Dans leurs versions classiques comme populaires, les bhajan suivent un râg (émotion musicale codifiée) déterminé. Ils débutent généralement par une salutation à la divinité à laquelle on s’adresse, ensuite les premiers vers sont repris en refrain tout au long du chant qui se termine par le nom du poète qui l’a composé. Si aujourd’hui des chanteurs professionnels incluent l’un ou l’autre bhajan à leur répertoire (Pandit Bhimshen Joshi, Shoba Gurtu, Lakshmi Shankar,... ), ce genre musical religieux et populaire dont les règles sont dictées par la tradition et les spécificités locales reste avant tout le domaine de l’expression dévotive de musiciens non professionnels. Ainsi, à l’ouest du Rajasthan ce sont généralement les communautés Meghwal ou celles des Beel, parfois rejointes par des musiciens professionnels d’autres communautés (Manganyars,...), qui interprètent les bhajan, appelés vaani en dialecte local.
Les interprètes et le contexte social
Mahesha Ram et ses compagnons, de la communauté des Meghwal, proviennent d’un village appelé Janra, situé à 50 kilomètres de la petite ville de Jaisalmer et à 25 kilomètres du village de Khuri. Janra, malgré son isolement, est célèbre dans la région pour son vieux temple où l’on vénère la déesse locale Malan, une réincarnation de la déesse Durga (« L’Inaccessible »). Chaque année, lors de la fête du mois de Bhadna ( en août, les 13 et 14e jours de la pleine lune), le temple attire de nombreux pèlerins qui viennent y sacrifier jusqu'à une soixantaine de boucs. L’entretien du temple ainsi que les offices sont confiés à des membres de la caste des guerriers, des Jaga Rajputs, et non, comme on pourrait le supposer, à des prêtres de la varna des brahmanes.

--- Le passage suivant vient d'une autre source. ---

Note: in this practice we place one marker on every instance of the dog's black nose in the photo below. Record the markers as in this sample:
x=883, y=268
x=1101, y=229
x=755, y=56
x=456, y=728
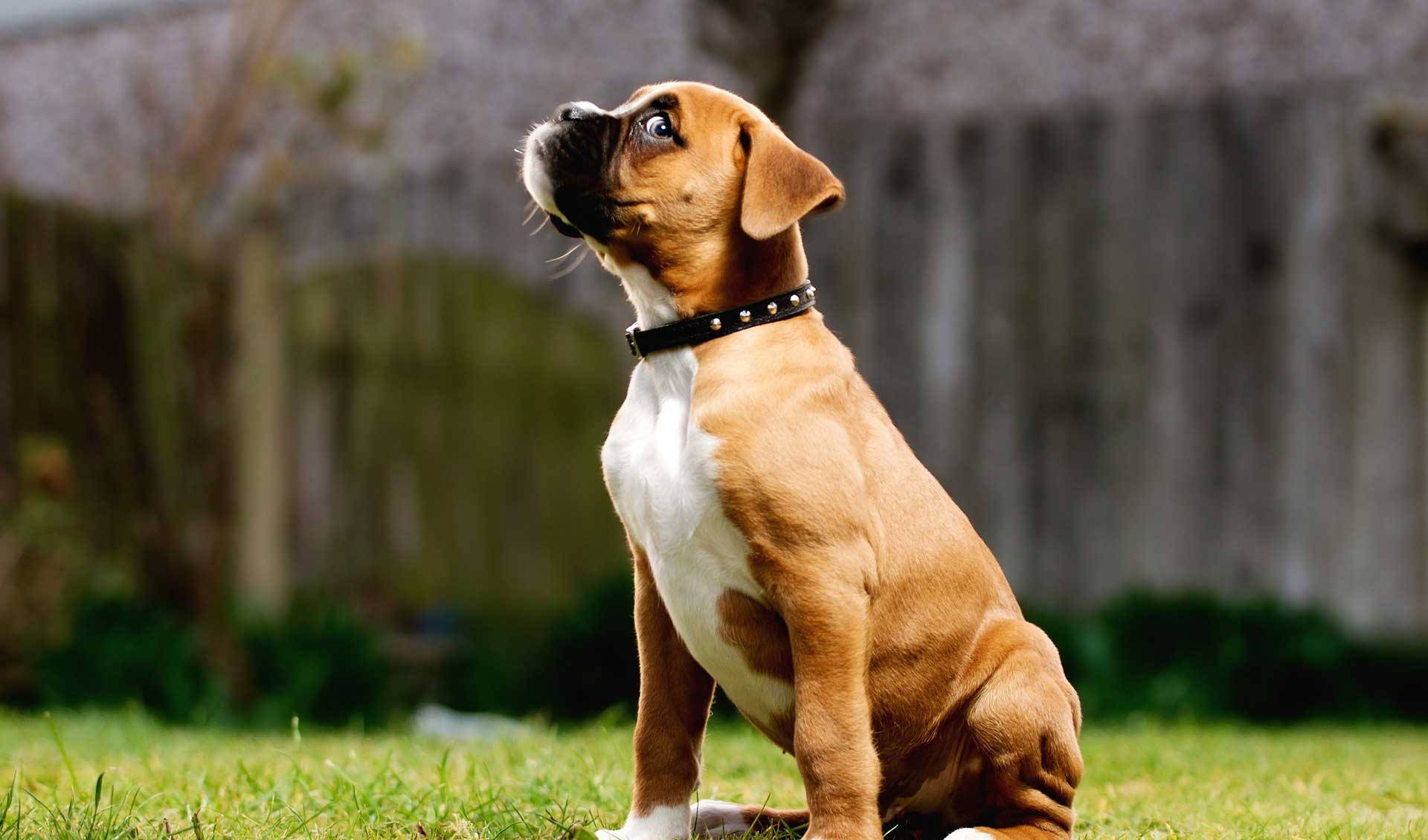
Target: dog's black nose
x=571, y=112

La complexité du tissu social et des relations de services entre ses différentes composantes devrait nous inciter à nuancer certaines notions schématiques ou erronées véhiculées sur la société indienne, traditionnelle ou moderne.
Au cœur du désert de Thar, où les traditions sont encore bien ancrées et, en quelque sorte, à l’écart des avancées et de l’évolution de la société moderne, le Janra Mahesa Ramgroup, ainsi dénommé à l’occasion de la réalisation de ce disque, est composé exclusivement de membres de la jati ( subdivision des varna ou castes) des Meghwal, la communauté qui travaille traditionnellement le cuir (Chamaar), cordonniers, tanneurs,... Cette communauté d’« intouchables », au plus bas de l’échelle sociale et hors du système varnique, s’est reconvertie depuis une vingtaine d’années dans le travail de la taille de la pierre. Certains de ses membres exercent même depuis peu d’autres professions ou occupent des emplois dans l’administration, ce qui représente une incontestable ascension etune amélioration sociale, tant pour les individus que pour le groupe en tant que tel.
Mais quelles que soient les mutations sociales individuelles ou collectives dans leur communauté et les règles complexes qui les régissent, les Meghwal, par leur contrat ancestral avec les autres communautés, continuent d’interpréter les bhajan dans l’esprit de la tradition religieuse et populaire.